Subcontracts and Delegation
The proposed regulations provide that any responsibilities delegated by the managed care plan to another entity must be carried out in compliance with the plan’s contract with the state. Even if responsibilities are delegated, the proposed regulations would clarify that the plan alone is accountable for compliance with all of the requirements of its contract with the state.
Program Integrity
The proposed regulations would require all managed care network providers to be screened and enrolled by the state into the Medicaid Fee-for-Service (FFS) program. Providers would not be required to render services to FFS beneficiaries; they would merely have to be enrolled in the program. The regulations would also require states to audit the encounter and financial data submitted by managed care plans at least once every three years. In addition, the regulations strengthen compliance program requirements and apply those requirements to certain subcontractors of plans.
Beneficiary Protections
The proposed regulations would modify beneficiary protections by:
- Creating federal standards for enrollment in managed care plans that support informed choices by beneficiaries, including enrollment in financial alignment models, such as FIDA. These standards include the provision of up to 14-days of FFS benefits for newly-eligible beneficiaries while they select a plan.
- Limiting “without cause” disenrollment from managed care plans to one disenrollment within 90 days of initial enrollment per enrollment period.
- Allowing beneficiaries receiving LTSS to change plans at any time, if their provider is terminated from the plan’s network.
- Requiring states to establish a Beneficiary Support System (BSS) to assist beneficiaries before and after enrollment in a plan. The BSS would be required to provide the the following services in connection with beneficiaries who need long term services and supports:
- an access point for complaints;
- education and assistance in grievances and appeals and the state fair hearing process; and
- review and oversight of LTSS program data to identify and resolve systemic issues.

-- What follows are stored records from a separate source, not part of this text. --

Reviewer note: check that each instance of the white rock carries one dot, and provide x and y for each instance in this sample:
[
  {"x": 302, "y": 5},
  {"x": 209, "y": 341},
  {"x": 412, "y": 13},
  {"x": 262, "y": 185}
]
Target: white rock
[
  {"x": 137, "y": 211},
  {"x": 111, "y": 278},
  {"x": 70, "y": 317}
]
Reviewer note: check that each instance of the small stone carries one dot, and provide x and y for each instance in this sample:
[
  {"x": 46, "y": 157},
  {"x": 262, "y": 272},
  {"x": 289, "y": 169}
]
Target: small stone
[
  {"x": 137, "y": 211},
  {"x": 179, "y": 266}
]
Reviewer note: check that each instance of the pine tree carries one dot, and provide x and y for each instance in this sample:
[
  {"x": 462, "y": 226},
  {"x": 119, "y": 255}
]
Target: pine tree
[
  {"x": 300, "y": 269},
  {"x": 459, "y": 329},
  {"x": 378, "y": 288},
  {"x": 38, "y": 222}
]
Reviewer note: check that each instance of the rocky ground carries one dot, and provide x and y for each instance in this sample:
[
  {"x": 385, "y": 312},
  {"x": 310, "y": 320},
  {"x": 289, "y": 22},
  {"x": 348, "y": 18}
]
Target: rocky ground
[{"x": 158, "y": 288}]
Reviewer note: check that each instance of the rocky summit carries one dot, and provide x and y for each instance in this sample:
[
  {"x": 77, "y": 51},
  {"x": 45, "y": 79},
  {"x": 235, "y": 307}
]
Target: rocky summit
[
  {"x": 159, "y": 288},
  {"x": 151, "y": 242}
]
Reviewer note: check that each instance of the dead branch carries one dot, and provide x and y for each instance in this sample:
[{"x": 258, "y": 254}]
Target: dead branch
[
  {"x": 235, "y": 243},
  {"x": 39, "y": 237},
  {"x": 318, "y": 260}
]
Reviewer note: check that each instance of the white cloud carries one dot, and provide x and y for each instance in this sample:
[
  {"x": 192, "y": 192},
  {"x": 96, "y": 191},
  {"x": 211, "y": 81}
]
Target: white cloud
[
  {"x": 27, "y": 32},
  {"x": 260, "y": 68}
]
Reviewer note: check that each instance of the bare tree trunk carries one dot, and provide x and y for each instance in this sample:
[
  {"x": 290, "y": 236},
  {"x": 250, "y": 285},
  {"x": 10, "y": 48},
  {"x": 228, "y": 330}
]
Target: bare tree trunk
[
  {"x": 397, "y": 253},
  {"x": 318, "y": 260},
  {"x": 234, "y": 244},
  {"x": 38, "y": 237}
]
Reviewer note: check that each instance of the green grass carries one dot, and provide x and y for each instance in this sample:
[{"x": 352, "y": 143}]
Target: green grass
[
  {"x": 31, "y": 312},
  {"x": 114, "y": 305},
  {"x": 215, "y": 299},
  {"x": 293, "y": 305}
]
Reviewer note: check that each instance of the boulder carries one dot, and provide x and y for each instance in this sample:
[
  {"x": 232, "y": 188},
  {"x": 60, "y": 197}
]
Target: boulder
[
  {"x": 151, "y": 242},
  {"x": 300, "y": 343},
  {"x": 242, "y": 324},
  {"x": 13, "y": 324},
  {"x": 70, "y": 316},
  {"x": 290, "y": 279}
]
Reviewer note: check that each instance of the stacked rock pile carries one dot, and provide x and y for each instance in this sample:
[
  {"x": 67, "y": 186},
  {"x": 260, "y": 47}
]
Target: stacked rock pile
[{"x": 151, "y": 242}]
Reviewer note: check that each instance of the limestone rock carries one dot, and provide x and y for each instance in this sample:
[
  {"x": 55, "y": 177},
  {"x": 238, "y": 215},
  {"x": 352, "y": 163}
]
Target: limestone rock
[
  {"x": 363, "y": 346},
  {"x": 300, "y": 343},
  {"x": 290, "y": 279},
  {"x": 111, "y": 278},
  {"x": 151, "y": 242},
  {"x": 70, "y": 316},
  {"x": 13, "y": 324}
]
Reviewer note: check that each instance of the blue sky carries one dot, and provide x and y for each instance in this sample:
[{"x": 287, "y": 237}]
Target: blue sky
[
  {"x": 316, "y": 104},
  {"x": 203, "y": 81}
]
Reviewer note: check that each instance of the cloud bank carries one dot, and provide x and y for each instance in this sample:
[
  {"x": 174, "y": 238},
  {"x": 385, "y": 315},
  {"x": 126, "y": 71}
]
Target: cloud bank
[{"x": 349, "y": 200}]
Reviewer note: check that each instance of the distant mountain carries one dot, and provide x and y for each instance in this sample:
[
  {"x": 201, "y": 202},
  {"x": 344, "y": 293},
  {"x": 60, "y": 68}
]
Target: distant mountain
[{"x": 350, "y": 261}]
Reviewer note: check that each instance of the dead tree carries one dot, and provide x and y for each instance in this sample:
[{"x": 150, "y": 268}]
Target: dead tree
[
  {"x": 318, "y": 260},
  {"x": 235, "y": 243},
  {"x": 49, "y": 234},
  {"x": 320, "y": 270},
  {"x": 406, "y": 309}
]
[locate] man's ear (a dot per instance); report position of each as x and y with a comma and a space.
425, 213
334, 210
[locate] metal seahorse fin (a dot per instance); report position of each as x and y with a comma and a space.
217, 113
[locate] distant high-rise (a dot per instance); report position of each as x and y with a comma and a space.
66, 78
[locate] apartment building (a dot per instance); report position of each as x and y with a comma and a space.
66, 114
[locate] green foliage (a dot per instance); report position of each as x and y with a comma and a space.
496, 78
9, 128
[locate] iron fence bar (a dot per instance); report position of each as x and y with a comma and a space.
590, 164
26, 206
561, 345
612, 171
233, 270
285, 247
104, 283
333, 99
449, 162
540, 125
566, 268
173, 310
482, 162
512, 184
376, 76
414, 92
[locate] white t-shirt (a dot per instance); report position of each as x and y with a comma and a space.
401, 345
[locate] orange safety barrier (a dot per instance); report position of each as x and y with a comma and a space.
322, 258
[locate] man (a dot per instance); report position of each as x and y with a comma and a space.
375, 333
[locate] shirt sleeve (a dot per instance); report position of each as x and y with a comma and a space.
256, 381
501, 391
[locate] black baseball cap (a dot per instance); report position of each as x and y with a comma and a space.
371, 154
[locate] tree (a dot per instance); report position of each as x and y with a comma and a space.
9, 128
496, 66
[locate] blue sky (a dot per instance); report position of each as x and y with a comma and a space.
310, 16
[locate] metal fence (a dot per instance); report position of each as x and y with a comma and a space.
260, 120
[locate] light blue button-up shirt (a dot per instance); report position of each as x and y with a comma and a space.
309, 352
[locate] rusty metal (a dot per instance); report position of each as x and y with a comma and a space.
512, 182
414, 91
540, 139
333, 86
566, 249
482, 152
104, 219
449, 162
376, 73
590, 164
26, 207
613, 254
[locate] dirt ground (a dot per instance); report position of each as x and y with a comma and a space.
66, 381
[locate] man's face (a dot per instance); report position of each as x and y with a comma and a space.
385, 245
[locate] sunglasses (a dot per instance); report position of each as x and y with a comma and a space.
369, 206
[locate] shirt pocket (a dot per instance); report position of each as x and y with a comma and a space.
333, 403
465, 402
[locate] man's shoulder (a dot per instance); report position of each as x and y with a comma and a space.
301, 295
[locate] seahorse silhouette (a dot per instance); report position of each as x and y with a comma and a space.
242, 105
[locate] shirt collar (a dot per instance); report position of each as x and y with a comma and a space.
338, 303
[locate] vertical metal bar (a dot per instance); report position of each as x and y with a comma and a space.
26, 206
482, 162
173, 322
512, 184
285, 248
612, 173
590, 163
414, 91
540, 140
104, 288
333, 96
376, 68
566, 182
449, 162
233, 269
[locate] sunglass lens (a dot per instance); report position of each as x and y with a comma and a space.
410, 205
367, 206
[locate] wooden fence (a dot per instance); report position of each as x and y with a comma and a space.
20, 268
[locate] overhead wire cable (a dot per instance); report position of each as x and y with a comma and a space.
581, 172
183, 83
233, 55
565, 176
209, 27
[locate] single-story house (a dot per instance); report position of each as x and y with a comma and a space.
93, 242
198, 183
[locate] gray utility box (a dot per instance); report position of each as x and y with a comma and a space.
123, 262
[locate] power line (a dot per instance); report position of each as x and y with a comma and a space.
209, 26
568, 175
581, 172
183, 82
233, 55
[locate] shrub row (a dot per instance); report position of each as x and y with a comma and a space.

- Requiring plans to authorize services in a manner that does not disadvantage beneficiaries with ongoing chronic conditions or LTSS needs.
- Modifying the timeframe for expedited authorization determinations from 3 working days to 72 hours after receipt of a request.
- Requiring the continuation of benefits pending the resolution of the state fair hearing process, regardless of the duration of the original authorization period.
- Aligning Medicaid care coordination requirements with Medicare Advantage and Marketplace plans.
- Requiring states to establish mechanisms to identify for managed care plans the beneficiaries who may need LTSS.
- Establishing standards for assessments and treatment/service plans for beneficiaries who may need LTSS.
- Applying a new definition of LTSS focused on supporting the ability of the beneficiary to live or work in the setting of his/her choice, which may include his/her home, a provider-owned residential setting, a nursing facility or other institutional setting.
- Proposing that states establish time and distance standards for LTSS providers participating in Managed Long Term Services and Supports (MLTSS) programs.
- Specifying the inclusion of MLTSS quality considerations in the states’ quality assessment and performance improvement programs;
- Requiring states to establish a stakeholder group to obtain input into the MLTSS program from beneficiaries, providers and other stakeholders.
- Requiring plans to maintain a member advisory committee that includes a reasonably representative sample of the covered LTSS population.